Old age, death and evolution

The first Metazoa animals possessed a modular structure, consisting of several identical individuals combined into a colony. The colony appeared due to gemmation, where sponges grow out of the body of another sponge, to form a colony of perfectly identical creatures. A sponge colony is motionless. If the environment changes, the colony cannot move but can change shape. This happens as follows: some members of the colony are born, others – atrophy, or, as the researchers say, undergo involution.

A signal to involution for some members is formation of other members. The members of a growing colony use substances released after the old members atrophy as building materials. Since all modules of the colony are genetically identical, the death of some part of them does not damage the gene pool. Therefore, this ancient extinction mechanism served exclusively for changing the colony shape and did not promote evolution of modular organisms.

In the course of evolution, animals reproducing in an asexual way started to separate completely from each other. A lot of Polychaeta worms can reproduce by division or even by gemmation, but each derived organism already lives separately. However, in such way of reproduction, gemmation of descendants causes involution of parental tissues as before.

The difference is that the parental organism dies in this case, so, in A.V. Makrushin’s opinion, this can be already considered ageing. However, such ageing does not impact the evolution yet, because the genotype of the parents that died of old age continues to exist in their offsprings. However the Metazoa animals continued to evolve and finally did away with gemmation. Each of their offsprings, with the exception of monozygotic twins, possessed a unique genotype, and the loss of an individual was an irreplaceable genetic loss. And the mechanism of gerontal involution of tissues, which was preserved by these advanced creatures, resulted now not only in the death of a single individual, but in changing the gene pool of an entire species. Thus ageing began to influence the species evolution.

All Metazoa animals are descendants of modular organisms, from which they inherited ability to gerontal tissue involution. This is a universal and very ancient mechanism of ageing. Probably, it originated several times in the course of evolution of different groups of modular multicellular animals.

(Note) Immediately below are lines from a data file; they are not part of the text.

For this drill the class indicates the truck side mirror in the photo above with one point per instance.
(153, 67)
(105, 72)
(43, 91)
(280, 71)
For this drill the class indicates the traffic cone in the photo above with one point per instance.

A.V. Makrushin also gives other examples where, from his point of view, ageing happens according in line with other mechanisms. For example, some hydra species die a natural death, having completed reproduction, but some adult insects die of hunger as their oral organs are underdeveloped. Their life span is determined by the fat reserve accumulated during their larval existance.

However, the primary ageing mechanism of the multicellular is gerontal tissue atrophy. Now, this mechanism is a key part of evolution, including human development, which means we have to grow old.